Befürworter eines Tempolimits argumentieren dennoch, es reduziere Unfälle. Doch Statistiken zeigen, dass die Unfallzahlen seit Jahren sinken. Trotz fehlendem Tempolimit sind die Autobahnen dabei die sichersten aller Straßentypen. Moderne Fahrzeuge sind sicherer, Fahrassistenzsysteme ausgefeilter. Statt pauschaler Verbote sollten wir weiter in Prävention, Verkehrsüberwachung und Bildung investieren. Viele Unfälle entstehen nicht durch hohe Geschwindigkeit, sondern durch Ablenkung, Drogeneinfluss, Alkohol oder riskantes Fahrverhalten. Hier müssen wir ansetzen.

Auch ökologische Argumente überzeugen nicht. Jede neue Autogeneration ist abgasärmer als die vorherige, außerdem entsteht der Großteil der Emissionen im Stadtverkehr und durch Staus – ein Problem, das durch bessere Verkehrsplanung und den Ausbau alternativer Antriebe gelöst werden kann.
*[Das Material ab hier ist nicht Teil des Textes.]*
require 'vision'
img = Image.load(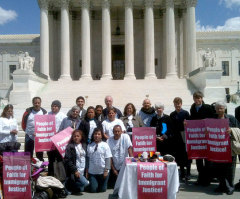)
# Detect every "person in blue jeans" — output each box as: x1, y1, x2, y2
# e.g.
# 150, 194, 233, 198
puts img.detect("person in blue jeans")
64, 130, 89, 194
86, 128, 112, 193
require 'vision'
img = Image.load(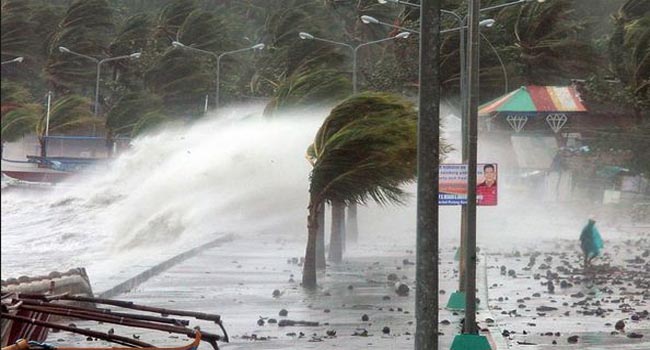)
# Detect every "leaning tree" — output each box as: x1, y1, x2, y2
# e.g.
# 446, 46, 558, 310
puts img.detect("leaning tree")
302, 92, 419, 288
1, 84, 97, 157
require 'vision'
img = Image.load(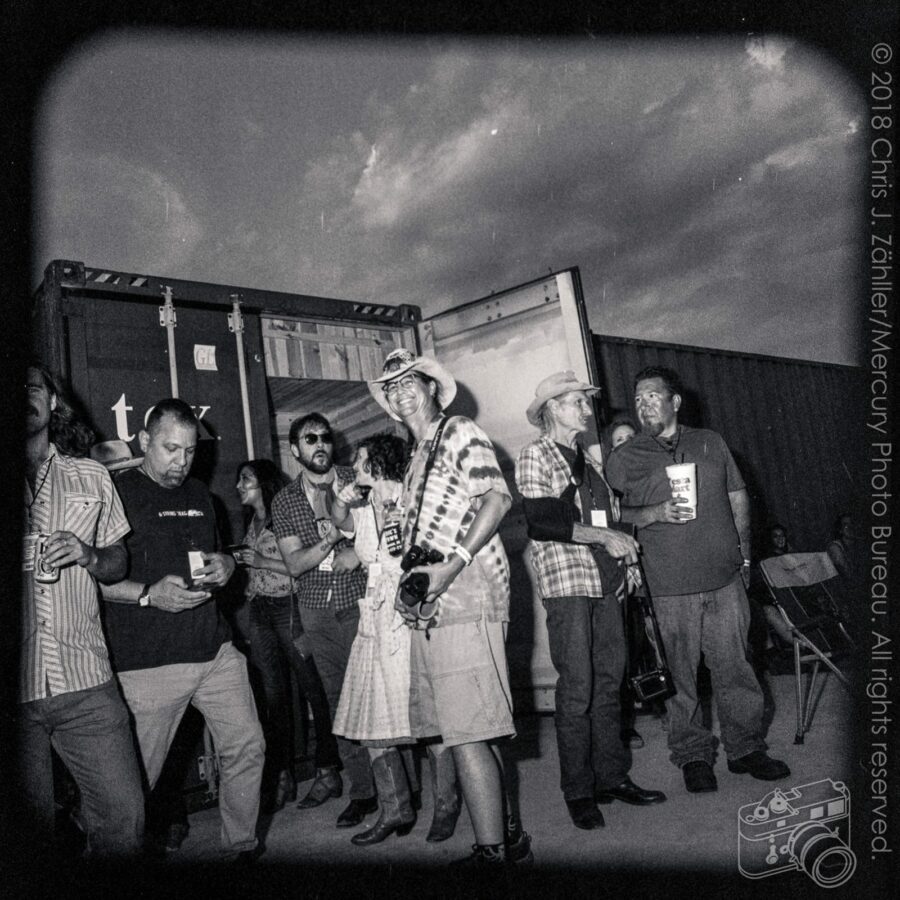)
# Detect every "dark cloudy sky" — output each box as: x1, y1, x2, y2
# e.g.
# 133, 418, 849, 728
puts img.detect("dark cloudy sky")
34, 31, 864, 365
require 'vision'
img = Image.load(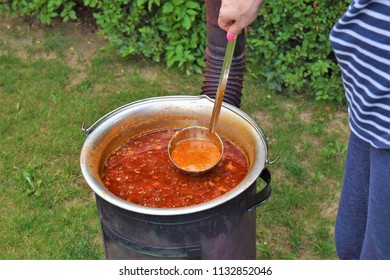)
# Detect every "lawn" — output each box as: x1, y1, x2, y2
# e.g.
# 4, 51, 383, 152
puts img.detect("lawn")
0, 15, 349, 259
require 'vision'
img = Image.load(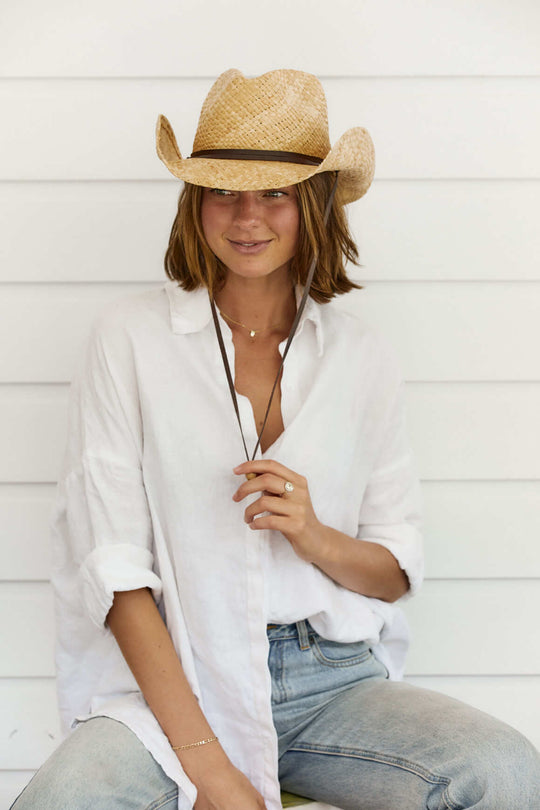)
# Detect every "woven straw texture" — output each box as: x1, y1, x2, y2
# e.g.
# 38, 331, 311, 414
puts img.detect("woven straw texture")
156, 69, 375, 204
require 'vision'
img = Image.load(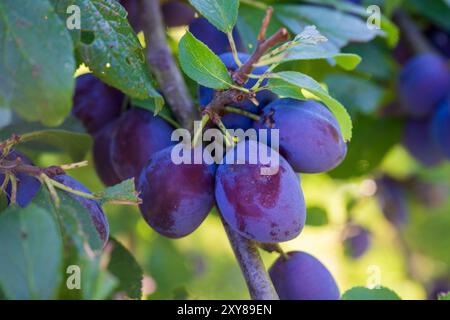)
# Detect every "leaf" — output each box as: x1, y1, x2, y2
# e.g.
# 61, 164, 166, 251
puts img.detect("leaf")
79, 255, 118, 300
301, 0, 399, 47
179, 31, 234, 89
407, 0, 450, 33
0, 121, 91, 161
305, 206, 329, 226
274, 4, 379, 50
0, 204, 63, 299
329, 116, 403, 179
439, 292, 450, 300
0, 0, 75, 126
98, 178, 141, 206
131, 98, 181, 128
324, 73, 384, 116
343, 42, 395, 81
32, 188, 104, 254
275, 44, 362, 70
189, 0, 239, 33
55, 0, 163, 108
341, 286, 401, 300
267, 71, 352, 141
108, 237, 143, 299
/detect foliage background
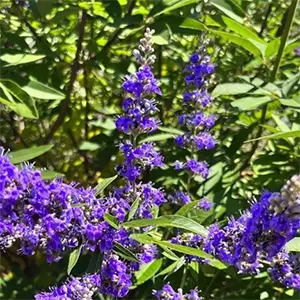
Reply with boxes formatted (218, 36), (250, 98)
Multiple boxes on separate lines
(0, 0), (299, 299)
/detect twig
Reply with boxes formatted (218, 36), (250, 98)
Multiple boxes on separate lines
(44, 10), (87, 143)
(259, 3), (274, 37)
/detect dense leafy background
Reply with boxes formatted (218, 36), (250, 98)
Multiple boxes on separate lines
(0, 0), (300, 299)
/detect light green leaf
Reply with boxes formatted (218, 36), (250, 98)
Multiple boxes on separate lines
(212, 30), (261, 57)
(158, 126), (184, 135)
(104, 213), (119, 229)
(212, 83), (253, 97)
(175, 200), (201, 216)
(152, 35), (168, 45)
(0, 53), (45, 66)
(123, 215), (208, 236)
(67, 245), (82, 275)
(22, 79), (65, 100)
(134, 259), (162, 286)
(222, 16), (264, 44)
(140, 133), (174, 143)
(179, 18), (207, 31)
(79, 141), (101, 151)
(10, 145), (54, 164)
(265, 38), (281, 59)
(95, 175), (118, 196)
(0, 98), (36, 119)
(286, 238), (300, 252)
(245, 130), (300, 142)
(280, 98), (300, 108)
(210, 0), (244, 23)
(41, 170), (64, 180)
(153, 0), (198, 17)
(127, 197), (140, 221)
(231, 96), (273, 110)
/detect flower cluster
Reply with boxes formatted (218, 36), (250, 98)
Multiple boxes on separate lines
(115, 28), (161, 137)
(204, 175), (300, 276)
(174, 41), (215, 179)
(154, 284), (202, 300)
(268, 251), (300, 289)
(35, 274), (101, 300)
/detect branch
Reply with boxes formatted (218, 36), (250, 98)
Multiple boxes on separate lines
(43, 10), (87, 143)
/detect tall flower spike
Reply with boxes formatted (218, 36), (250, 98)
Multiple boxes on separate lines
(114, 28), (166, 219)
(174, 39), (216, 180)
In einem Flächenland wie Deutschland, in dem Millionen Arbeitnehmer weite Distanzen zurücklegen, würde ein Tempolimit zudem Pendler und die Wirtschaft belasten. Diese sind auf zügige Verbindungen angewiesen, gerade in ländlichen Regionen wie meiner Heimat in Niederbayern.

Die Autobahn ohne generelles Tempolimit ist somit nicht nur ein Symbol für individuelle Freiheit, sondern auch ein Standortvorteil für Deutschland. Wir können unseren mündigen Bürgern Selbstverantwortung beim Fahren auf der Autobahn zutrauen. Ein Tempolimit wäre ein Eingriff in diese Freiheit, ohne einen Nutzen zu garantieren. Statt Bürokratie und Bevormundung brauchen wir Lösungen, die Sicherheit, Umwelt und Mobilität klug vereinen – und freie Autobahnen.